I have a scarcity mindset when it comes to time. I’m constantly thinking about how long something will take and the opportunity cost of doing that thing vs. another thing. But the joke here is that worrying about how I’m spending my time probably causes me to waste more time. The opportunity costs paralyse me, and so instead of doing something productive, I get stuck doing nothing.
Let’s do some maths then, and figure out how much time I actually have. At the time of writing this, I am 27 years old. The male life expectancy in the UK when I was born was 77 years. So I can expect to live for 50 more years. That is 18,262.5 days or 438,300 hours.
If we assume 8 hours per day sleeping on average and another 4 hours for administrative type tasks (cooking, cleaning, washing etc.) then we have 219,150 hours left. That is 219,150 hours to be spent however I choose to spend them. Now, what about work? Let’s assume I will retire at 65 (I plan to retire much earlier than that but let's set it there anyway), and that I work 229 days (255 weekdays minus 30 days of holiday) per year. I then have 8,550 working days left in my life or 64,125 hours.
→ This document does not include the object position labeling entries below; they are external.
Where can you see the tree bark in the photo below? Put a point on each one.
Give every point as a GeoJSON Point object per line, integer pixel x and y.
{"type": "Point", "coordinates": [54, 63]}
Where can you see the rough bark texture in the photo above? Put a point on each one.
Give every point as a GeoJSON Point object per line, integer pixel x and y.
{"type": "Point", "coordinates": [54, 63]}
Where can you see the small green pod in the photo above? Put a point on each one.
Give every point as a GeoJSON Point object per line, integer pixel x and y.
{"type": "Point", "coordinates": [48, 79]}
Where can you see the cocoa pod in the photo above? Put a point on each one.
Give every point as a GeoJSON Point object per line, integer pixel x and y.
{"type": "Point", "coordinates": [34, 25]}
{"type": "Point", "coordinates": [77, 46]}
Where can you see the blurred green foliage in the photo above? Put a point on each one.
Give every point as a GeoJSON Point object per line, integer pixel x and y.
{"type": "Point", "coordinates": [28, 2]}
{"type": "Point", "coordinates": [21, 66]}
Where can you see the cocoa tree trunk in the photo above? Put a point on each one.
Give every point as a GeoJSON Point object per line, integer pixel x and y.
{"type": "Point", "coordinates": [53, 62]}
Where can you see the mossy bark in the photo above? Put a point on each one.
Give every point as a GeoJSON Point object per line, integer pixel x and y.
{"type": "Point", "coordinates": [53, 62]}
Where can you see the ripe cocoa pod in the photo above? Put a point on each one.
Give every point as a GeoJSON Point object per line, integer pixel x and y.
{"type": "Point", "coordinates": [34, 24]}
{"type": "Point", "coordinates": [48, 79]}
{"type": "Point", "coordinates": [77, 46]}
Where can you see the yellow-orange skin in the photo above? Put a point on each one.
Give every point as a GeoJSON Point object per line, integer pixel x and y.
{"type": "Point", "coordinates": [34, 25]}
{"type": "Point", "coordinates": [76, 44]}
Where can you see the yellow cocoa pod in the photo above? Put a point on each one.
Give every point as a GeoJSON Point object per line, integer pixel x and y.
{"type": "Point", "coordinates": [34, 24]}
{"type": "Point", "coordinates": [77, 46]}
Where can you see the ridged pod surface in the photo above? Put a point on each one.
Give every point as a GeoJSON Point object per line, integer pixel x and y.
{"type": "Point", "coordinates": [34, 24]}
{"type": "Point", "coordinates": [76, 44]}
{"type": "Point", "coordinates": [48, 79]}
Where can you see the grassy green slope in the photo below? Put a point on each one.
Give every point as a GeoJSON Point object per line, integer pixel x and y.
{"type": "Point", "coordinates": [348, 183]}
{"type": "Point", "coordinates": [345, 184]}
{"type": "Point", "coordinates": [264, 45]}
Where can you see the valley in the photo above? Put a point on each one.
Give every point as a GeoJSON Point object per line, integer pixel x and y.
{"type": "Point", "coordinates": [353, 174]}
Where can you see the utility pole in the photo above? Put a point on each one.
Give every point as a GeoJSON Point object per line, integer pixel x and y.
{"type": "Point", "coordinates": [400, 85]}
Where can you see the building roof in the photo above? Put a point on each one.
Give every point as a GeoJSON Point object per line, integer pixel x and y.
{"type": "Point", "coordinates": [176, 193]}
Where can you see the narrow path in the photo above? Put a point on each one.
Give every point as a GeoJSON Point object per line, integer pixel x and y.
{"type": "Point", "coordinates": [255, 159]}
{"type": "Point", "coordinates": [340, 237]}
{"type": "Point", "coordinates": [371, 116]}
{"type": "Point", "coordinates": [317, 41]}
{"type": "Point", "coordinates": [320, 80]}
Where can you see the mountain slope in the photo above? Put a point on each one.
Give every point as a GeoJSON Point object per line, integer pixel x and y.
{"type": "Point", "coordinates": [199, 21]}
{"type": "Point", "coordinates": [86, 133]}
So to sum up, I have 155,025 - 219,150 hours to decide what to do with. That is a lot of time. Malcolm Gladwell controversially claims it takes 10,000 hours to become world-class at something, so in theory, I can become world-class at almost 22 different things throughout my lifetime. And yet most people won’t even manage to become world-class at a single thing. You have to take away from this that most time is wasted time, so it must only take a marginal improvement in time used to have vastly larger gains. Or to put it another way, to become world-class in a topic, you only need to spend 5% of your productive time on it (admittedly, you then won’t become world-class until the end of your life) which is 36 minutes per day.
The takeaway then - there is more than enough time. Just remember you’ve got another 50 years to do stuff and everything takes time.